CareCentrix

  • Analyst - Claims Support

    Job Locations US-FL-Tampa
    Job ID
    2018-6386
    Category
    Claims Support Team
  • Overview

    The Claims Support Analyst supports Revenue Cycle Management and performs operational management functions (e.g. monitoring end-to-end inventories and assisting in resource allocations decisions across the department and vendor resources), metric development and tracking, business performance analysis and reporting, and business improvement projects. Responds to ad hoc requests for support and analysis. Requires limited supervision and technical assistance. Administer workforce levels in a manner to exceed key performance indicators and budgetary constraints within the department. Specialize in metric development, including the development of tools and reports to explain variation and inter-relationships across all business processes.

     

    Responsibilities

    • Works closely with management to gather, analyze, summarize and prepare recommendations of financial plans, trends, and operating forecasts.
    • Integrates multiple data sets from various systems to produce meaningful reports.
    • Develop and maintain systems to allow for efficient analysis and distribution of information, particularly through standardized regular reports.
    • Resolves complex organization and technological problems.
    • Ability to monitor and track highly detailed and multiple complex projects, systems, and data
    • Develop and manage reports on multiple key performance indicators and metrics across Revenue Cycle Management for all work types and other existing and new metrics.
    • Responsible for identification of process inter-relationships to provide deeper insight to management on business drivers behind the metrics.
    • Responsible for operation of the work distribution methodologies/ tools, current and future.
    • Administrate operational analysis, identifying and implementing processes as necessary to improve the level of quality and efficiency within Operations areas.
    • Serve as SME regarding the process flow of the life of a claim including understanding systems used and functions performed within each work type, dependencies/ interactions and identification of potential impact resulting from any change.
    • Problems solve for complex operational processes and research determining root cause of metric variances.
    • Develop, monitor and maintain work flow management reports and tools for all claims processes to support data analysis and reporting.
    • Problems solve for complex operational processes and research determining root cause of metric variances.
    • Perform on-demand, rapid analytics and reporting of multiple inputs/ sources.
    • Develop and manage data and/or databases that support performance improvement activities.
    • Develop and maintain comprehensive reports for management and analyze historical data for root cause research and trend.
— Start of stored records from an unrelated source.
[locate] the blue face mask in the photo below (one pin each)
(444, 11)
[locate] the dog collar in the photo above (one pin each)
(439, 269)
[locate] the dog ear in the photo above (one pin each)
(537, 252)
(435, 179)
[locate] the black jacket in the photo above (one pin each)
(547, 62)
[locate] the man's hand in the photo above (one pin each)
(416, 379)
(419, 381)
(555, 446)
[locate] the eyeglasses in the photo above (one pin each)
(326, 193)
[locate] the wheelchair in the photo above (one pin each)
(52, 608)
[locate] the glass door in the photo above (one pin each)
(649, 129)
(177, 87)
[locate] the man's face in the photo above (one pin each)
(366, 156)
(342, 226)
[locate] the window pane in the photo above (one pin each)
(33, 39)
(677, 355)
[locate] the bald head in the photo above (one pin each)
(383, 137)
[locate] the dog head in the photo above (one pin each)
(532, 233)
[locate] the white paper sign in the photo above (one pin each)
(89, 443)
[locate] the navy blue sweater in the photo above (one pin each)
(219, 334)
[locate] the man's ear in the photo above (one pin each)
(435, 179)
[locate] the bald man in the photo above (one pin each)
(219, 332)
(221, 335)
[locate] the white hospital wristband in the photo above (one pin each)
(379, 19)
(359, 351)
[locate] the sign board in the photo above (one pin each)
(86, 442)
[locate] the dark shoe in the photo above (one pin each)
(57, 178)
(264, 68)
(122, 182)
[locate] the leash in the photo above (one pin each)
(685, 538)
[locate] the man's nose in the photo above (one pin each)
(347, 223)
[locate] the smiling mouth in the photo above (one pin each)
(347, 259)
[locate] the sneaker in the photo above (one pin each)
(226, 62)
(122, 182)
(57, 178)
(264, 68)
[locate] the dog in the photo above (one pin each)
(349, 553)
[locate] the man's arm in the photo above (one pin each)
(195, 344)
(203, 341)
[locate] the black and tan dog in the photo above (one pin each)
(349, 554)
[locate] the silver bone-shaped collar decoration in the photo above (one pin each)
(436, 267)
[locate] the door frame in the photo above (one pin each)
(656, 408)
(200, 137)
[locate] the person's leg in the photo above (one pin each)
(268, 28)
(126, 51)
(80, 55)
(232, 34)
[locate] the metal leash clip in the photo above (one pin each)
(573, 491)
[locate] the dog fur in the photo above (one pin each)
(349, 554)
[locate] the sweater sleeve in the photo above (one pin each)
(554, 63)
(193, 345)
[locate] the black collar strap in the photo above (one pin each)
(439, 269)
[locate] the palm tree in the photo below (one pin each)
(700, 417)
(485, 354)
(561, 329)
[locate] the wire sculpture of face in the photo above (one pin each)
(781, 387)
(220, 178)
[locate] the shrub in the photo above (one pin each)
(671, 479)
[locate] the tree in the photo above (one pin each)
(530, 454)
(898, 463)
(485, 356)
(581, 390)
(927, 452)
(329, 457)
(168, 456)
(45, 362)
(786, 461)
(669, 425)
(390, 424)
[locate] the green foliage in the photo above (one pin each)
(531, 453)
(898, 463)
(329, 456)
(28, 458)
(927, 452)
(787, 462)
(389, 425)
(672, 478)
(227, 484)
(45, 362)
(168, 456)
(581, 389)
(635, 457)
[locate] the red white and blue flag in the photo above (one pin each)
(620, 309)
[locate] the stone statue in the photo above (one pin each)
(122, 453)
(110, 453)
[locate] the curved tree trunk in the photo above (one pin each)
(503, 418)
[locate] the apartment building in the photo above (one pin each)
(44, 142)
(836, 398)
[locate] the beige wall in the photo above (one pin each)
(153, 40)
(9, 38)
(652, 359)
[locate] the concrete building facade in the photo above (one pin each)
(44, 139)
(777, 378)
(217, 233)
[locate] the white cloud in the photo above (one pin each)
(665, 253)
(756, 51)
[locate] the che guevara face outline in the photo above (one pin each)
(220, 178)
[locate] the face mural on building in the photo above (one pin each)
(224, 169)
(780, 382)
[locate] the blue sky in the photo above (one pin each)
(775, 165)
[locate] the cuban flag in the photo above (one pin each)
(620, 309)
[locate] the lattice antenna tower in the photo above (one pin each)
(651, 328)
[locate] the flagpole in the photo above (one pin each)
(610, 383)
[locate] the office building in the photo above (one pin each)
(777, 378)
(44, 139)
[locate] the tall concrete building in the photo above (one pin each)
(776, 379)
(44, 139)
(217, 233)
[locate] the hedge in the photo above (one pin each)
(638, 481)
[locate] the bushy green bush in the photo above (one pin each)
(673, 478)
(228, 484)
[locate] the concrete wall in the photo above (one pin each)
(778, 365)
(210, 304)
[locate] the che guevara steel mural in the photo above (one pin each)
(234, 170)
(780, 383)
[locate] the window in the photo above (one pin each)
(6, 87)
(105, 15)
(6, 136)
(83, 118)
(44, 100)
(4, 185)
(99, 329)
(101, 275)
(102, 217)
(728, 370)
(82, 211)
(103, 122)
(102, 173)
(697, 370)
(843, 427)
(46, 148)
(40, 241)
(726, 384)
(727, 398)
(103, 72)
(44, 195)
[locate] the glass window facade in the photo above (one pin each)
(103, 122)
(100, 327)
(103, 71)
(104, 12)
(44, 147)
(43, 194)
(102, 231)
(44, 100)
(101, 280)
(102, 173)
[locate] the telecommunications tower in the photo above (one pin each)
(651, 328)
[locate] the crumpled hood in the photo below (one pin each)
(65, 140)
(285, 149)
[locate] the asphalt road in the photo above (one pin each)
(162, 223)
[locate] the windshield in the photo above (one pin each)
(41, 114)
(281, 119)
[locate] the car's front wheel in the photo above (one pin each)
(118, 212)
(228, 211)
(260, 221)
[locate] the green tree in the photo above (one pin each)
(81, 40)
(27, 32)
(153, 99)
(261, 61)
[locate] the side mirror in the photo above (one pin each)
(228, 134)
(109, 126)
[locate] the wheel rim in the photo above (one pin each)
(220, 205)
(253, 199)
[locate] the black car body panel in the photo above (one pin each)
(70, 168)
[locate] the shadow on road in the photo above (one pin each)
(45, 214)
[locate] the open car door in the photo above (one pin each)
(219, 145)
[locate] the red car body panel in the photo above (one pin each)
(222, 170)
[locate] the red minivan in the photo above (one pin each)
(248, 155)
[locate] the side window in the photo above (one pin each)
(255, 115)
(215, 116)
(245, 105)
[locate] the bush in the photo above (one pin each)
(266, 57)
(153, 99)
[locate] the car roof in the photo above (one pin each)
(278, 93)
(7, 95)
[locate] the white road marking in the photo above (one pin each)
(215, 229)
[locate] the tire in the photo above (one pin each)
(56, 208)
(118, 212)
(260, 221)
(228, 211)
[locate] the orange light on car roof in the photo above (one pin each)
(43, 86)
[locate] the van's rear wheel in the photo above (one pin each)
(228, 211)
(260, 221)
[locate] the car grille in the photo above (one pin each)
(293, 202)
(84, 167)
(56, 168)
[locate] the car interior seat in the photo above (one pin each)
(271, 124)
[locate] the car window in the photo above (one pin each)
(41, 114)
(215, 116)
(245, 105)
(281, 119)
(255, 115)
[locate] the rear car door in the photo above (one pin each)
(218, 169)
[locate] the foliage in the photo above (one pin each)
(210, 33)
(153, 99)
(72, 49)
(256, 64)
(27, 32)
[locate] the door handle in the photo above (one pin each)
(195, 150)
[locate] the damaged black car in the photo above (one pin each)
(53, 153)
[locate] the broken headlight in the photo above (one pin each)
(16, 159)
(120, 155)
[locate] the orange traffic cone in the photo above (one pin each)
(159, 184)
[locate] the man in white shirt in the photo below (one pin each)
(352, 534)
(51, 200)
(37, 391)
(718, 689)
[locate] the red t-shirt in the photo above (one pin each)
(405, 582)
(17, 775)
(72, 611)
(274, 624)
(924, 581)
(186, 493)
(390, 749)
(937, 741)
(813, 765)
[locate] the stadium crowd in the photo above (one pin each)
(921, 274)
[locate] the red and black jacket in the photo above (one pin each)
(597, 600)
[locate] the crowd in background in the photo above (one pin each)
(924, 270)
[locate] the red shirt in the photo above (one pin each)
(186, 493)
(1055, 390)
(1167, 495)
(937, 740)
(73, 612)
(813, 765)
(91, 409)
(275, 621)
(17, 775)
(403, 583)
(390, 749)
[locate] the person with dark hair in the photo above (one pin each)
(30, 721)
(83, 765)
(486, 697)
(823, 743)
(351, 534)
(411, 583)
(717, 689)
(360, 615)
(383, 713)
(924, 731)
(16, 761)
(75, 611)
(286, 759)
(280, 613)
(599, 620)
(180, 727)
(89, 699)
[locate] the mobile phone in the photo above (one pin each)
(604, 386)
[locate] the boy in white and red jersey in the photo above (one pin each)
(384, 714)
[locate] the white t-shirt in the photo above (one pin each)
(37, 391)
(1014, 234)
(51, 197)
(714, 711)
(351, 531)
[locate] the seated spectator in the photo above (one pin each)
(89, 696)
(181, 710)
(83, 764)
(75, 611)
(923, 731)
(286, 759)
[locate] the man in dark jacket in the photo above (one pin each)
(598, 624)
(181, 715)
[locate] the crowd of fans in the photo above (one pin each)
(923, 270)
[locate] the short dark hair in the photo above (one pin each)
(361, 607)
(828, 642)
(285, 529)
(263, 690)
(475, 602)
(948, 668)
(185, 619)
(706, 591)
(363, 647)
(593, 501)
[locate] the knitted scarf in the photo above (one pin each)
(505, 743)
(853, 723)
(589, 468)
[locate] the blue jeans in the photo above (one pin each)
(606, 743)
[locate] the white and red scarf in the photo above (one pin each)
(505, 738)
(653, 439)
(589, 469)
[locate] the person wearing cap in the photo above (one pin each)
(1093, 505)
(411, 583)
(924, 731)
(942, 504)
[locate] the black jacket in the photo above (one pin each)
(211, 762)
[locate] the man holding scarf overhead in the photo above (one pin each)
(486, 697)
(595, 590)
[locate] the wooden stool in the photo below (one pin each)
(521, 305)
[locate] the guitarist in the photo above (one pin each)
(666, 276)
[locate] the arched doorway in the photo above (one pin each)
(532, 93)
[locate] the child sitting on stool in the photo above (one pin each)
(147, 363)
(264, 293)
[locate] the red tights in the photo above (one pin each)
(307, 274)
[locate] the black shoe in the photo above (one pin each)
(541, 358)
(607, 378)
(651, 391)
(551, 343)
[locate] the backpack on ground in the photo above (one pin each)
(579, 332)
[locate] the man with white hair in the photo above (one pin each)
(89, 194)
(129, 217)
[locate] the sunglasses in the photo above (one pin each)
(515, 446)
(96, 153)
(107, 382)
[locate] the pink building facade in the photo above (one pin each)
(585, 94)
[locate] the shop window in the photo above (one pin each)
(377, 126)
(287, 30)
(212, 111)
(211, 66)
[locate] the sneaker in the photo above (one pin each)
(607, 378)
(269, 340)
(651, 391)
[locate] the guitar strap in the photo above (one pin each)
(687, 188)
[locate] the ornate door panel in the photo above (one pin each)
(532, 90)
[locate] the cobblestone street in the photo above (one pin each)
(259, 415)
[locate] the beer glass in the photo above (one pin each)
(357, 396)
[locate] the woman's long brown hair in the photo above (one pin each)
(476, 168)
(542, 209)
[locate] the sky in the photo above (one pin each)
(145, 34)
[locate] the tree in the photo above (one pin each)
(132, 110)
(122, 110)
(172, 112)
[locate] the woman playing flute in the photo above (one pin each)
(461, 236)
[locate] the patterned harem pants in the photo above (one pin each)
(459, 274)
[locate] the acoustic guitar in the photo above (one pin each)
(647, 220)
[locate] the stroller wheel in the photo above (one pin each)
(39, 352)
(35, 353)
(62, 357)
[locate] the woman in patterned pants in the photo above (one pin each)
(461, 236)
    For Provider Claims Advocate:
    • Analyze trends in denials and rejections by mining data in Tableau and other reports to identify denial and rejection abnormalities.
    • Prepare ad hoc and regularly scheduled reports on current, quarterly, and YTD denials/rejects for the leadership and dedicated providers.
    • Data-driven, analytical with strong problem solving skills
    • Excellent communication skills; both verbally and written
    • Strong focus on process improvement and quality
    • Required technical skillset(s): Excel, SQL experience preferred
    • Proficiency in Tableau, Visio, and PowerPoint preferred
    • Ability to collaborate and form partnerships with colleagues
    • Ability to multi-task and manage concurrent projects in various stages

     

    TRAVEL REQUIRED
    10%

     

    Qualifications

    Bachelor’s Degree preferred, plus a minimum of 3 years of experience, preferably in healthcare operations. Excellent organizational and analytical skills required. Experience with working independently as well as in a team environment. Proficient in Microsoft Office applications, specifically Microsoft Excel, Visio, Word and PowerPoint. Ability to work under tight deadlines. Ideal candidate will possess expertise in data analysis, data collection and process improvement. Basic knowledge of TOAD, SQL and operating systems related to Revenue Cycle Management preferred. Medical terminology ICD-10 knowledge a plus.

     

    CareCentrix maintains a drug-free workplace in accordance with Florida’s Drug Free Workplace Law.